En résumé, les entraîneurs suédois rejoignent dans leurs conclusions les médecins qui conseillent à leurs clients de fuir une vie sédentaire, de marcher, de faire du vélo, de chasser. Leurs prescriptions n'apparaissent nullement géniales. Le citadin qui gagne pédestrement son bureau au lieu de prendre un autobus, la ménagère qui fait ses courses à bicyclette s'entraînent sans le savoir — comme M. Jourdain faisait de la prose.

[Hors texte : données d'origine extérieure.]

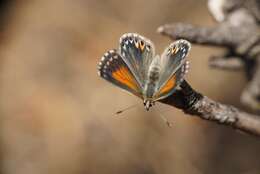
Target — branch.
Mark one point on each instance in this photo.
(238, 32)
(194, 103)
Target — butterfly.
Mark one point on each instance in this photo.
(136, 68)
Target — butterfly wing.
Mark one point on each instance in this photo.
(173, 68)
(113, 69)
(138, 52)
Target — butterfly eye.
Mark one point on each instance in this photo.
(148, 47)
(174, 50)
(136, 43)
(131, 39)
(141, 45)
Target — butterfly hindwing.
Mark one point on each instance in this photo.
(170, 86)
(138, 52)
(113, 69)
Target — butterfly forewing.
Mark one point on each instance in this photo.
(173, 68)
(113, 69)
(138, 53)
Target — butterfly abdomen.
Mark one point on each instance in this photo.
(152, 80)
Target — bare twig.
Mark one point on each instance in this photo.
(238, 31)
(194, 103)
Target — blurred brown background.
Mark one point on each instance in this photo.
(57, 115)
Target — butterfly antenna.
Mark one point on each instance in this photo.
(123, 110)
(167, 122)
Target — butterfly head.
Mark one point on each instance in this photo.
(148, 104)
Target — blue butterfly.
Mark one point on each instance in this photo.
(135, 68)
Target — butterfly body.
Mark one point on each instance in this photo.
(135, 68)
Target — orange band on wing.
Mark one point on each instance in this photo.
(125, 77)
(169, 85)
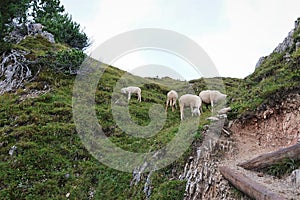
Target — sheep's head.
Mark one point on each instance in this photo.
(196, 111)
(123, 91)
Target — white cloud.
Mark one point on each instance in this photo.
(234, 33)
(255, 27)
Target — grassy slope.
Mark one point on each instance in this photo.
(51, 160)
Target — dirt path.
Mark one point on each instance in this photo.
(267, 131)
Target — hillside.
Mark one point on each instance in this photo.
(42, 154)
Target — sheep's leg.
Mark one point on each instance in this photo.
(129, 96)
(192, 110)
(167, 104)
(172, 104)
(181, 112)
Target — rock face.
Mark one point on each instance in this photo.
(204, 180)
(289, 41)
(284, 46)
(20, 32)
(260, 61)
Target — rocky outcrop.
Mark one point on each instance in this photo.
(260, 61)
(20, 32)
(204, 180)
(289, 41)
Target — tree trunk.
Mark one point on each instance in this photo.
(248, 186)
(265, 160)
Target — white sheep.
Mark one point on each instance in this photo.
(131, 90)
(212, 97)
(193, 101)
(172, 97)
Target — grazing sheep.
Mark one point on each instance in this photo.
(35, 28)
(224, 111)
(212, 97)
(172, 97)
(193, 101)
(132, 89)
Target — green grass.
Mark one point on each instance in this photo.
(51, 161)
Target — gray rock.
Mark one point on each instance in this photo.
(48, 36)
(260, 61)
(297, 46)
(12, 150)
(286, 44)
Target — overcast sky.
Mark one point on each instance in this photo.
(234, 33)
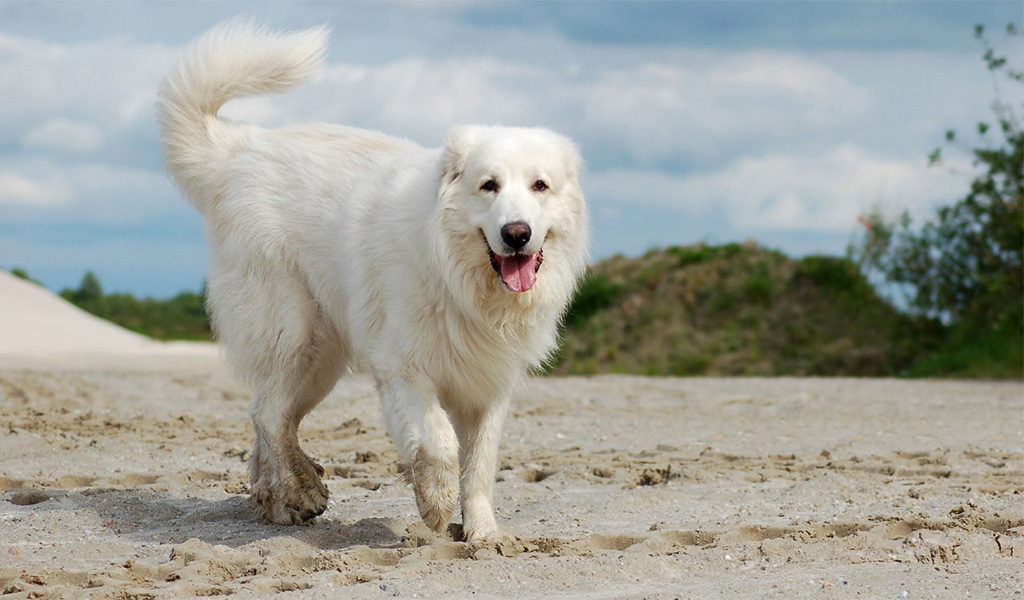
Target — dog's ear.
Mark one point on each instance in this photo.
(458, 143)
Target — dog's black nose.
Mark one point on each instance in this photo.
(516, 234)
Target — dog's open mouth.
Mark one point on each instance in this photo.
(518, 271)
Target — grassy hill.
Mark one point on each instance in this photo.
(733, 309)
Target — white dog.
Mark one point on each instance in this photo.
(440, 271)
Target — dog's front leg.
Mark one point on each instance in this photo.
(425, 438)
(479, 434)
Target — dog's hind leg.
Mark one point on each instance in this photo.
(479, 430)
(286, 482)
(425, 438)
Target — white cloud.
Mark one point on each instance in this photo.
(88, 193)
(107, 85)
(792, 73)
(65, 134)
(16, 188)
(783, 193)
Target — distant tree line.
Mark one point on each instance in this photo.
(180, 317)
(964, 268)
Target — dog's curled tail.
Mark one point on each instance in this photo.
(235, 58)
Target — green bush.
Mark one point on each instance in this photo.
(594, 294)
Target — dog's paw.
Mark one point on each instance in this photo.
(479, 527)
(292, 500)
(436, 487)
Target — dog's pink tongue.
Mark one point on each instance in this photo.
(519, 271)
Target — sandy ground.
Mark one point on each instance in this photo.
(126, 479)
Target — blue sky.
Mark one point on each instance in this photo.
(699, 121)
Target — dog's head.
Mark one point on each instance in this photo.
(516, 191)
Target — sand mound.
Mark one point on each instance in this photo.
(37, 324)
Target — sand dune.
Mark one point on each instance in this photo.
(37, 324)
(132, 484)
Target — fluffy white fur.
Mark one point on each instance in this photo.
(335, 248)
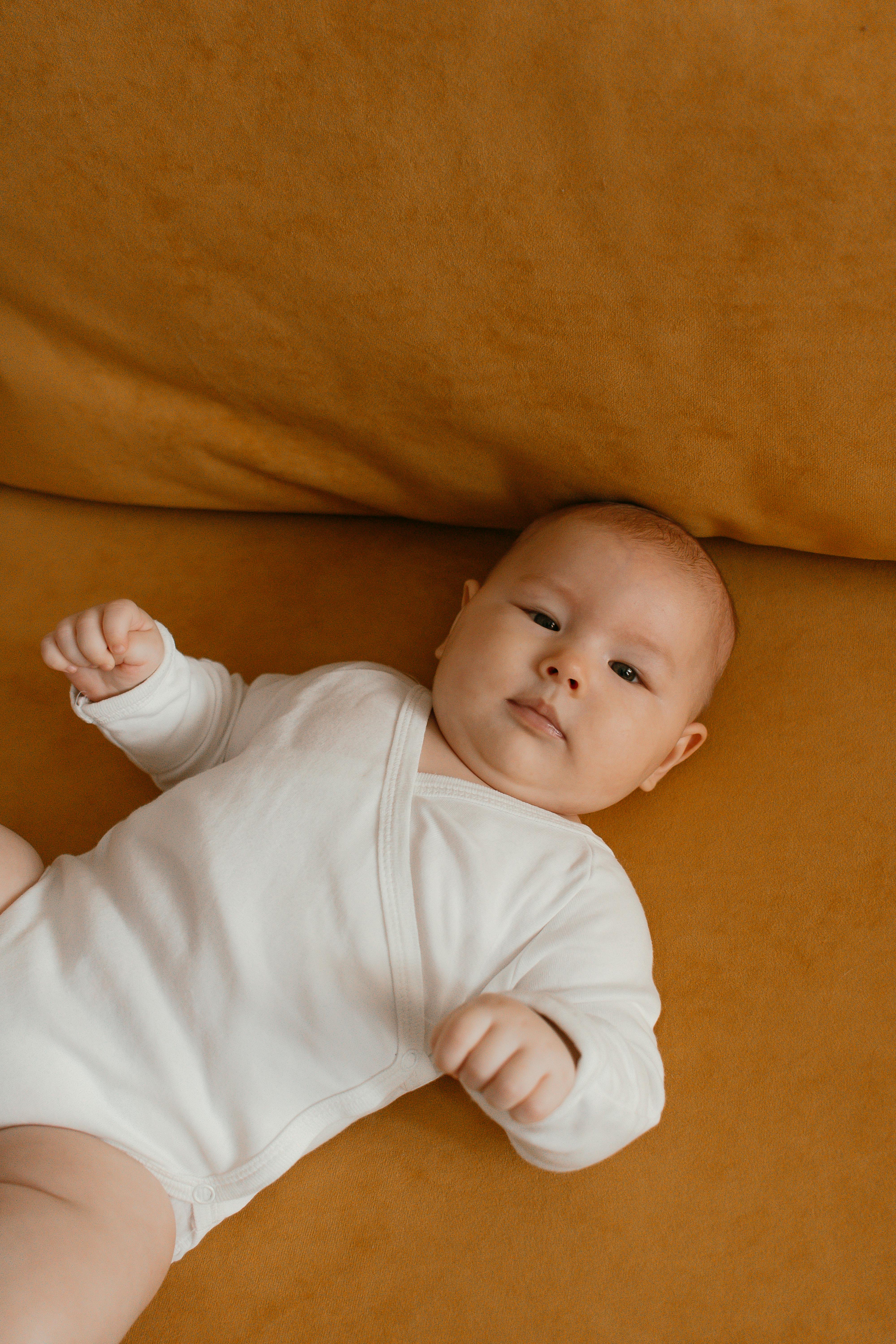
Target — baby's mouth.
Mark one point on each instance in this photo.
(530, 716)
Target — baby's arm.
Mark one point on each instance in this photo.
(508, 1053)
(589, 975)
(171, 716)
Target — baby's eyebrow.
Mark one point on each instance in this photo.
(628, 638)
(643, 642)
(555, 584)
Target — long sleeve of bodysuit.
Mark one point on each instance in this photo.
(589, 972)
(182, 720)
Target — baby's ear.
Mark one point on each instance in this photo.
(471, 589)
(692, 737)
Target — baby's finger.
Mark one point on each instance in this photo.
(53, 655)
(92, 642)
(68, 644)
(119, 620)
(543, 1100)
(456, 1037)
(488, 1058)
(515, 1081)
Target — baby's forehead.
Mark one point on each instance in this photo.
(586, 562)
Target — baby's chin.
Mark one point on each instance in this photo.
(516, 768)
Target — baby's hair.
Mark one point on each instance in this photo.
(645, 525)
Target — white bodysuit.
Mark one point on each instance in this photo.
(258, 958)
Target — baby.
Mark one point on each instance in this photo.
(347, 888)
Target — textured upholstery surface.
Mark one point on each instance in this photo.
(454, 260)
(761, 1209)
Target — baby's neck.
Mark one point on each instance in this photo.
(437, 757)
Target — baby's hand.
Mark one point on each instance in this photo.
(510, 1054)
(105, 650)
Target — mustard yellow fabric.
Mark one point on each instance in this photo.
(761, 1209)
(456, 261)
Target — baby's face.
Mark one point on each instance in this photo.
(602, 634)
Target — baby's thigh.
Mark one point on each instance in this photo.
(86, 1237)
(21, 866)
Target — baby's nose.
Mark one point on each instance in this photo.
(574, 685)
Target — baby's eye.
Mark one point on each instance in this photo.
(625, 671)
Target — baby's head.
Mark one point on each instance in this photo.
(610, 620)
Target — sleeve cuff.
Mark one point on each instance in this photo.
(129, 702)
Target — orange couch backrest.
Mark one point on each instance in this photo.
(457, 261)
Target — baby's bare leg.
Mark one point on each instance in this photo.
(86, 1237)
(21, 866)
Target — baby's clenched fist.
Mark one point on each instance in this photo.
(508, 1053)
(107, 650)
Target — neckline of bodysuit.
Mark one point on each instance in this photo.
(450, 787)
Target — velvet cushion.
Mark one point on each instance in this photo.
(454, 261)
(761, 1208)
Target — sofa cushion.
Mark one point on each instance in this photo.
(459, 263)
(758, 1209)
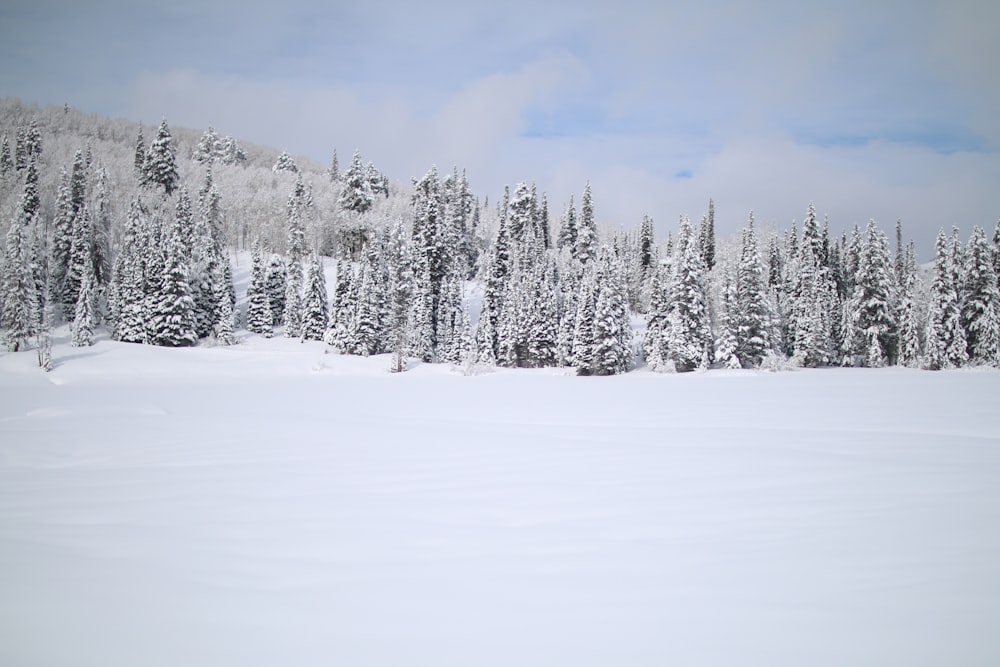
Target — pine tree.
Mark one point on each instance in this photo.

Dans le domaine sportif, la méthode suédoise a été considérée longtemps comme révolutionnaire. Il semblait paradoxal de préconiser des promenades, même accélérées, dans la nature, alors que des pistes avaient été tracées en vue de la préparation des athlètes. Longtemps, chronomètre en main, des spécialistes ont surveillé du bord des cendrées les évolutions de leurs « poulains », dont ils réglaient savamment les efforts. A la méme époque, « sprinters » et « stayers » tournaient sur les anneaux d'érable ou de ciment des vélodromes pour acquérir le coup de pédale et la vélocité nécessaires. Jamais un « pistard » ne s'égarait sur les routes où il aurait craint de perdre la souplesse de ses muscles.

Mais, en sport comme dans maintes sortes d'activité, les résultats décident. La préparation la plus rationnelle, la plus scientifique, ne vaut rien si elle aboutit à des défaites. Devant les succès, incessamment répétés, des Scandinaves, les notions anciennes ont été révisées. A Paris, ce n'est pas vers les stades qu'ont été aiguillés Hansenne et ses jeunes émules, mais vers le Bois de Boulogne. Là, le matin, dans des allées solitaires et silencieuses, les champions actuels ou futurs se livrent à des évolutions assez étranges pour les non-initiés. Successivement, ils marchent à grands pas comme des gens pressés, prennent le pas gymnastique, s'emballent sur une distance de quelque cent mètres, s'arrêtent, pratiquant des mouvements de culture physique, repartent en trottinant. Il ne s'agit pas de fantaisies de jeunes hommes lâchés en liberté, mais de l'exécution d'un programme bien réglé.

Du stade, ces athlètes ne franchissent les portes que les jours de compétition ou, exceptionnellement, pour un bref essai, la vérification d'un temps de passage.

Fait plus extraordinaire encore, il existe des champions authentiques qui ne s'entraînent pour ainsi dire jamais. Le type de ces phénomènes est Bally, le plus extraordinaire coureur, sans doute, que la France ait possédé. Le Lyonnais de vingt-sept ans, quasiment imbattable en Europe sur 100 et 200 mètres, a égalé, à la fin de la saison dernière, le record des 400 mètres à un dixième de seconde près. Pour les prochains Jeux Olympiques, Bally prémédite un exploit sur 800 mètres. Une telle progression est sans exemple.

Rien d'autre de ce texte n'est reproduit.